Lawther garnered fame starring as the young Alan Turing in the Academy Award-winning 2014 film The Imitation Game.
“I found Alex just through the normal casting process you go through … when Alex came in and auditioned he brought a vulnerability to the character that made Billy sensitive and appealing underneath all the apparent confidence and self-possession,” Styler said. “I’d been looking for those extra layers to come through, and Alex brought depth to Billy from day one.”
Breslin was cast as Alex’s very unlikely rival, Lynette.
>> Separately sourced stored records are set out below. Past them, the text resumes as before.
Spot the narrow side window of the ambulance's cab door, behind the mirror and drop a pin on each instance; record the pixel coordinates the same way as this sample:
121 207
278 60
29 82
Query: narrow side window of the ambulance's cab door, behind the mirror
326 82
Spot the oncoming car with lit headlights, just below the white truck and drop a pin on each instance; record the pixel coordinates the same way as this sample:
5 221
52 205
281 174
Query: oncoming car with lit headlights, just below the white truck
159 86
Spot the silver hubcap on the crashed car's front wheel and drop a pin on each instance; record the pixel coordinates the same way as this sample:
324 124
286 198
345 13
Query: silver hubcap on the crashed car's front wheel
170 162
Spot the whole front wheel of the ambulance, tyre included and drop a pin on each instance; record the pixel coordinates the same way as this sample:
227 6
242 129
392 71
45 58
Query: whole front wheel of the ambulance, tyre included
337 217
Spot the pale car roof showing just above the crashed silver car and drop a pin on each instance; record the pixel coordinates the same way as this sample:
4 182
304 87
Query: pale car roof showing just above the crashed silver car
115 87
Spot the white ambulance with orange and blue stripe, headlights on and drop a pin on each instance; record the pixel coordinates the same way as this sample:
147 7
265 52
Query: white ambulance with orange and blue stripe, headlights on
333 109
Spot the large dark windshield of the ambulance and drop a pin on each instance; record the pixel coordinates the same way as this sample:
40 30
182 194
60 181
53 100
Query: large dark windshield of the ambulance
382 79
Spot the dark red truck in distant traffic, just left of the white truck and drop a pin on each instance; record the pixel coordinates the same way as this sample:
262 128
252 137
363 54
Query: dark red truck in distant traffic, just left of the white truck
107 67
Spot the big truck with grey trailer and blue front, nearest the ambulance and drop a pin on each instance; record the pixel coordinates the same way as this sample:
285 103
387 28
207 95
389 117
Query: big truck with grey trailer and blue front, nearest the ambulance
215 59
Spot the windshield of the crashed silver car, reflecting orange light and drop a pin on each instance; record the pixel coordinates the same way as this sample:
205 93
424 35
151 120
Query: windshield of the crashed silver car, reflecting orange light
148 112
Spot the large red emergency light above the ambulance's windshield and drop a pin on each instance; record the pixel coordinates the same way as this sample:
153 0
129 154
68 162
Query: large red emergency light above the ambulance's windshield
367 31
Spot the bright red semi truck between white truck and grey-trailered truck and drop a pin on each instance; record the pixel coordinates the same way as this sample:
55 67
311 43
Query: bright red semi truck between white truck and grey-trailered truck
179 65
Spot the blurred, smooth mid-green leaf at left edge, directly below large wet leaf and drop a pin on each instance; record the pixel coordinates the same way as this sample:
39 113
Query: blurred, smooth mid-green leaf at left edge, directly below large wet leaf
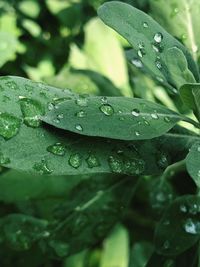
19 186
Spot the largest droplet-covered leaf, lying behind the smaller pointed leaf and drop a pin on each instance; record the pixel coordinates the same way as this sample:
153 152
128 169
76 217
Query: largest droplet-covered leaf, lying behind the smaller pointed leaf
37 148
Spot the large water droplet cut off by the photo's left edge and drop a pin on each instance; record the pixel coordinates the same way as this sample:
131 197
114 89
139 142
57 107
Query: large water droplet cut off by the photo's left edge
9 125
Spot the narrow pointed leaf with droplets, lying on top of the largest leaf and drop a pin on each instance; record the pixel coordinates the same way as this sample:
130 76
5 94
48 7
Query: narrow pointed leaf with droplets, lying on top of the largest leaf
113 117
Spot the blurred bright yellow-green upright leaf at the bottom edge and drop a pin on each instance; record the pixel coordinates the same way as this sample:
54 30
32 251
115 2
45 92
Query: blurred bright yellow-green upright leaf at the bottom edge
117 241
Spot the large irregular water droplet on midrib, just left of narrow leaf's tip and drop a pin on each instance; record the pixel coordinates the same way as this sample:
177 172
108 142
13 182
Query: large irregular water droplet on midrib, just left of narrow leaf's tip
32 110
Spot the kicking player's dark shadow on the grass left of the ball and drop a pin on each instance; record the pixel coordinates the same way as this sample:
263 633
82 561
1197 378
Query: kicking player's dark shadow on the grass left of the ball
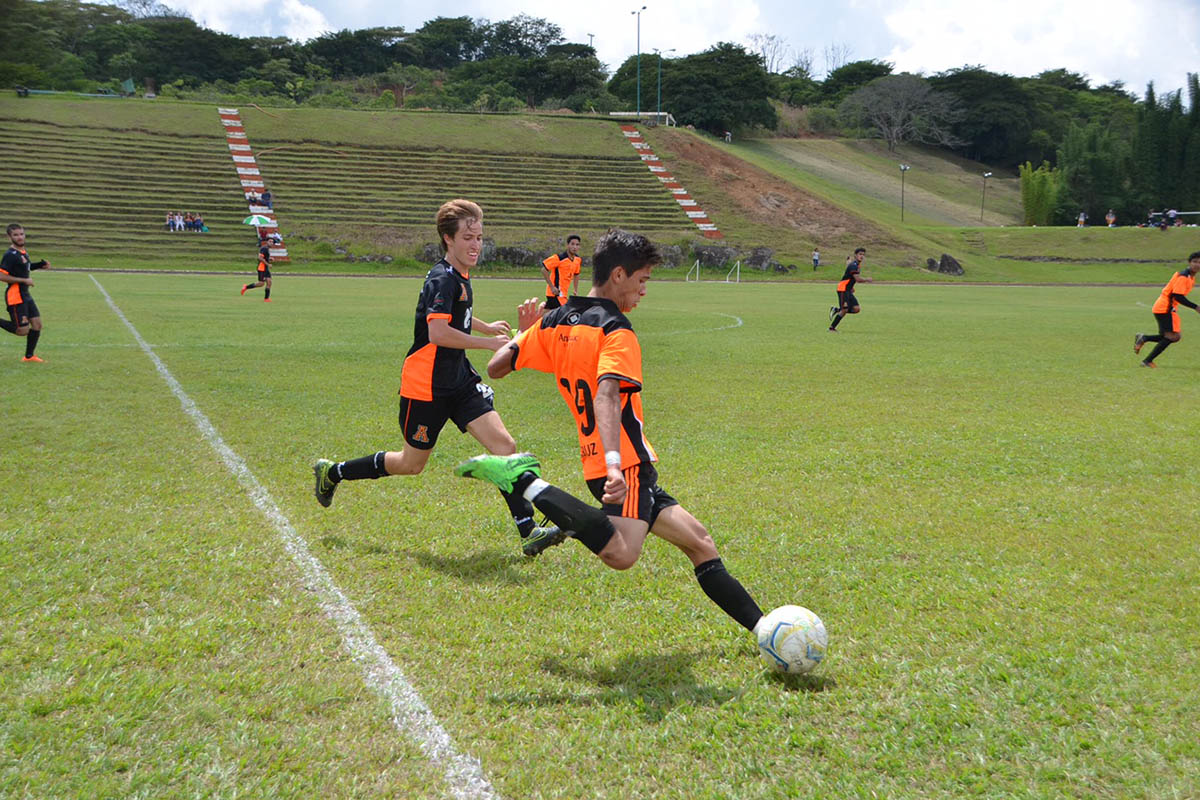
652 685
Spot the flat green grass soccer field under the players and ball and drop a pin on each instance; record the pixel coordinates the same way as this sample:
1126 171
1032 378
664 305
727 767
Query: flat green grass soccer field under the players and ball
979 491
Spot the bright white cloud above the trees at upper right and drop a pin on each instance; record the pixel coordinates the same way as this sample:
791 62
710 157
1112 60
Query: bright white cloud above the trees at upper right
1106 40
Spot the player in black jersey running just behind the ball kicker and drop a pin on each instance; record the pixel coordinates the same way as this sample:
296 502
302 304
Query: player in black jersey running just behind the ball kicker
439 383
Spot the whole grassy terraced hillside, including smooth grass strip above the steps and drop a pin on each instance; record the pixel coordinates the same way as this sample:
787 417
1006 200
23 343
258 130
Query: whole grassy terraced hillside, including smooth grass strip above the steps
371 183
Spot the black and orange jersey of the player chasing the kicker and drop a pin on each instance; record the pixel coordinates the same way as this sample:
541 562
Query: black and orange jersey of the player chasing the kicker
431 370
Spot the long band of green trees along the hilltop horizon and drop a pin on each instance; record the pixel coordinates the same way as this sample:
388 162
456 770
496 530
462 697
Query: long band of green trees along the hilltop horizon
1083 148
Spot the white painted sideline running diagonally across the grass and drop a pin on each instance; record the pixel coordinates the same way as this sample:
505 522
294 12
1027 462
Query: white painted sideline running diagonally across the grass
410 713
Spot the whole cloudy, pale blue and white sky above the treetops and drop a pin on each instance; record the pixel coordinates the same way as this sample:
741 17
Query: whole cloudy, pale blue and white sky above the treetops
1107 40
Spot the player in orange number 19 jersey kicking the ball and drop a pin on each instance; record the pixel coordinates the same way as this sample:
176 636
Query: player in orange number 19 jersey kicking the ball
591 348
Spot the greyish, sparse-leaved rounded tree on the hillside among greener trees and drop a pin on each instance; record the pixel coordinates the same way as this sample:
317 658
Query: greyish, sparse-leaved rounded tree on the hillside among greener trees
903 109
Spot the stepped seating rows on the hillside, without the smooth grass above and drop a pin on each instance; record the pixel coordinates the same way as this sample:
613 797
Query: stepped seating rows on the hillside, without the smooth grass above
105 194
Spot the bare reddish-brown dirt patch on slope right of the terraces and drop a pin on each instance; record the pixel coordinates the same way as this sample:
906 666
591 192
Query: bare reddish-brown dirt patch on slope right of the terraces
760 196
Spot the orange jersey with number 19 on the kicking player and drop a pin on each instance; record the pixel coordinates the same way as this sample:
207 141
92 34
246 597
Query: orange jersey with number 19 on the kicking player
583 344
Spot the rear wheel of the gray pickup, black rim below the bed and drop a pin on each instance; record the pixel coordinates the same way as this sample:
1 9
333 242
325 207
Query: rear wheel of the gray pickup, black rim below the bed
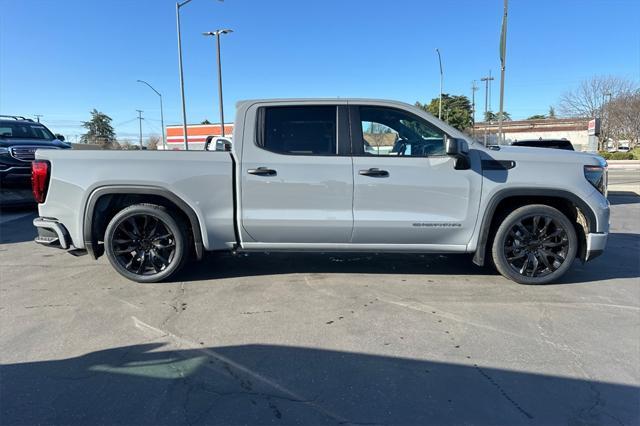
146 243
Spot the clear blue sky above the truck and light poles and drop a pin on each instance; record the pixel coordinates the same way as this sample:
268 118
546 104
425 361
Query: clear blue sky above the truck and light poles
63 58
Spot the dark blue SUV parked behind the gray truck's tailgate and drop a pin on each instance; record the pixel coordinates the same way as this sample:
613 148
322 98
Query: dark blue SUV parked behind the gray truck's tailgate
19 139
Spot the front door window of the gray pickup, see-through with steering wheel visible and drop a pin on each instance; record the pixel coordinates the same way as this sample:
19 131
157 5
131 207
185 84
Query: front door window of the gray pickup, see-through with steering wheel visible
391 132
“I love Abigail’s performance as Lynette! She managed to bring such a brashness and superficiality to the screen, she’s fearless,” Styler shared. “We’ve all known those kinds of kids at school who seem to have zero empathy with anyone and are determined to be top dog at whatever cost. As adults we can see that Lynette is a product of her limited society and probably been spoilt rotten by her parents, and so perhaps she can’t be blamed for how she’s turned out. Lynette is the epitome of extreme conservatism, and I think what’s shocking to the audience about her attitude is that there is a general expectation in society today that young people will tend to be liberal-minded and tolerant – but we can’t assume that. When young people are not exposed to people who challenge them with their differences, they’re at risk of becoming ignorant grown-ups as well.”
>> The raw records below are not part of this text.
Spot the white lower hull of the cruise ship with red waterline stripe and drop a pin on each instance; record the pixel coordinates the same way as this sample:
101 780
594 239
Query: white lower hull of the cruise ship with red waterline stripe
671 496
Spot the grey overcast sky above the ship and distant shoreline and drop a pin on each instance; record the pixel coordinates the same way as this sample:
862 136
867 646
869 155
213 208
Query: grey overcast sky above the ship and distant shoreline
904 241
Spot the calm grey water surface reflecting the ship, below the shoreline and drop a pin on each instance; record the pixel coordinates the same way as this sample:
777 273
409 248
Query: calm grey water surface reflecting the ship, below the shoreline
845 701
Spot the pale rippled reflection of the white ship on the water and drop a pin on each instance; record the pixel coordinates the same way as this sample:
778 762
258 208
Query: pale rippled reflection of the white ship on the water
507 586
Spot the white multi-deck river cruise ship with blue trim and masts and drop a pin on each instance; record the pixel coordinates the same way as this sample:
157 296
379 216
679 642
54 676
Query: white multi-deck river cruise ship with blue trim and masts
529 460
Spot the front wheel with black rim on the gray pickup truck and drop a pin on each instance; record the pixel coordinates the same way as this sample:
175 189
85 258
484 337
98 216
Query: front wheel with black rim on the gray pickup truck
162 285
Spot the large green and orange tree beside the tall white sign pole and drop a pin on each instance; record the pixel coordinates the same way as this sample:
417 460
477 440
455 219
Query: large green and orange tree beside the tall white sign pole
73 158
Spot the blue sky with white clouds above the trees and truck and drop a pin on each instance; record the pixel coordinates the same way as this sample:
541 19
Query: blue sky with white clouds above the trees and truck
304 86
Styler and the crew had four weeks to prepare for production and an ambitious total of 22 days to shoot the feature. Ultimately, funding was secured because of Midler’s involvement.
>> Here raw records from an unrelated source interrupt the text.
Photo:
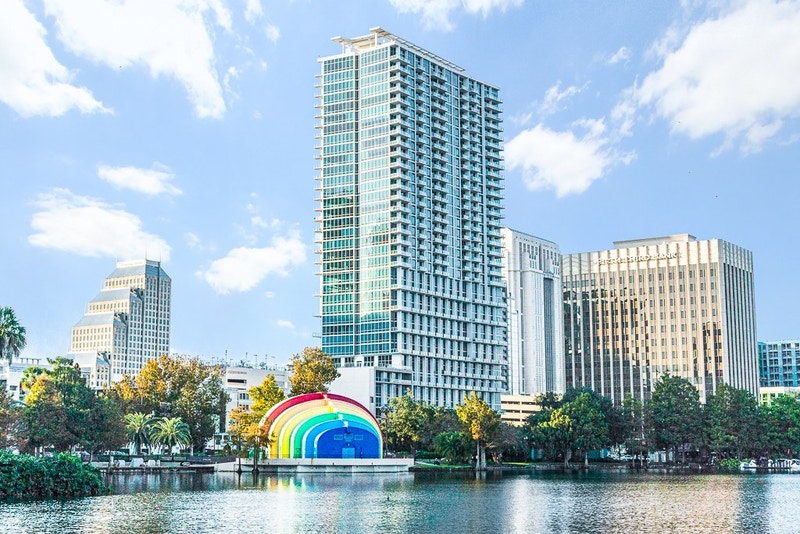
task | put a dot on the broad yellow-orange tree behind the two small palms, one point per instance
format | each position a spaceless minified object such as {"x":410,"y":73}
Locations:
{"x":178,"y":387}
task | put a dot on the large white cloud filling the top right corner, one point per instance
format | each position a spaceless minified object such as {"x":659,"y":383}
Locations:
{"x":737,"y":75}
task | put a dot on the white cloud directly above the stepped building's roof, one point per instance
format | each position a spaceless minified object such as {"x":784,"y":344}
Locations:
{"x":90,"y":227}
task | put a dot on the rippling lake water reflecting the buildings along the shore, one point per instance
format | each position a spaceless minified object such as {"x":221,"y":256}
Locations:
{"x":424,"y":502}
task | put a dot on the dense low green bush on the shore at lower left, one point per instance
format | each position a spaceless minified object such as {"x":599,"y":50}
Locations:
{"x":62,"y":476}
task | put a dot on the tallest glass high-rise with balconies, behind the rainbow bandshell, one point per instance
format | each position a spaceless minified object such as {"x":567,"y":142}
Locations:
{"x":410,"y":186}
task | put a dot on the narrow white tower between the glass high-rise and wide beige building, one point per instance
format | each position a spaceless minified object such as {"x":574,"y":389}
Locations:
{"x":532,"y":272}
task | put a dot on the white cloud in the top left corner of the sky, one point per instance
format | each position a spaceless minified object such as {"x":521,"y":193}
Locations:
{"x":32,"y":81}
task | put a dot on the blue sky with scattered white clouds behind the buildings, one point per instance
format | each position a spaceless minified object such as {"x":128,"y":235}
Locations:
{"x":185,"y":130}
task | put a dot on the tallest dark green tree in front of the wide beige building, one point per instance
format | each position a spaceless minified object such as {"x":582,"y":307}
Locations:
{"x":673,"y":414}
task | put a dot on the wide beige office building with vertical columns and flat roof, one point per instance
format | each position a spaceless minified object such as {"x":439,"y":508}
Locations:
{"x":662,"y":305}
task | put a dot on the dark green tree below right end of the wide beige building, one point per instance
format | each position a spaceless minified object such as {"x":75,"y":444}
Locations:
{"x":731,"y":421}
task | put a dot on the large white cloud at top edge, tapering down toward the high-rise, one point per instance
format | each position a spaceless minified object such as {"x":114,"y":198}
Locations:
{"x":171,"y":38}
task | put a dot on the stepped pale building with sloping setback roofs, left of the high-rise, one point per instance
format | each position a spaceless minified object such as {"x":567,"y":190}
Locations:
{"x":127,"y":324}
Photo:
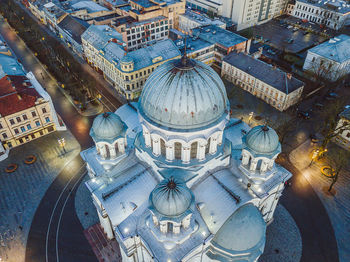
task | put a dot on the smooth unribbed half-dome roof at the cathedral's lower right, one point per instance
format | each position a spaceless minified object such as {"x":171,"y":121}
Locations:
{"x":243,"y":230}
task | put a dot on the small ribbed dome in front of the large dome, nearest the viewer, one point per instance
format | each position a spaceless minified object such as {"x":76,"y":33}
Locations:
{"x":171,"y":197}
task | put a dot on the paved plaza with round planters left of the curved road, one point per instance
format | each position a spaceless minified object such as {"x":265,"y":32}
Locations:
{"x":22,"y":190}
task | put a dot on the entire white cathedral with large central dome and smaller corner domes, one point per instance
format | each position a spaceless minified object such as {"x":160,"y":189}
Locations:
{"x":174,"y":178}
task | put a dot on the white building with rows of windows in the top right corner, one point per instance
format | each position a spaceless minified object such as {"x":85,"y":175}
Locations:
{"x":333,"y":14}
“Muv became the linchpin to our finances and the very great Bette Midler accepted the role of Muv,” Styler shared. “From that we were able to really start the Freak Show machine turning and to get the movie in the can by the night before Thanksgiving.”
Midler wasn’t sure she wanted the part; she hadn’t worked on film in over four years. Ultimately, Styler called her and asked her to read the script. She did – and immediately signed on.
For Styler, this project had a profoundly personal connection to her own childhood.
“When I first began to work on the movie, as a story about bullying it resonated with me on a deeply personal level,” Styler shared. “I was bullied myself as a child and teenager, as my face bore the scars of being run down by a truck when I was only two years old. My own children also suffered from being bullied, especially my daughter Eliot who has only recently talked about what a hard time she had at school.”
There’s a direct message throughout Freak Show that is perhaps relevant now more than in recent years.
“The message of Freak Show is that we are all one in our shared humanity, a humanity which encompasses and connects all colors, sexes, races and religions,” Styler said. “That is one of the most important lessons we must communicate to young audiences today.”
Styler’s theatrical inspirations include Perks of Being a Wallflower, Mean Girls, Clueless, Ferris Bueller’s Day Off, Party Monster and Hedwig.
“From the classic teen comedies to the more avant-garde, experimental films. We wanted our film to combine the best of both,” Styler shared.
Celebrated costume designer Colleen Atwood is a nine-time Oscar nominee as well as three-time Oscar winner for Into the Woods, Memoirs of a Geisha, and Chicago. She boasts an additional 60 nominations and 30 awards in recognition of her talent, including Fantastic Beasts and Where to Find Them. She brings her unique blend of talent and vigor to Freak Show.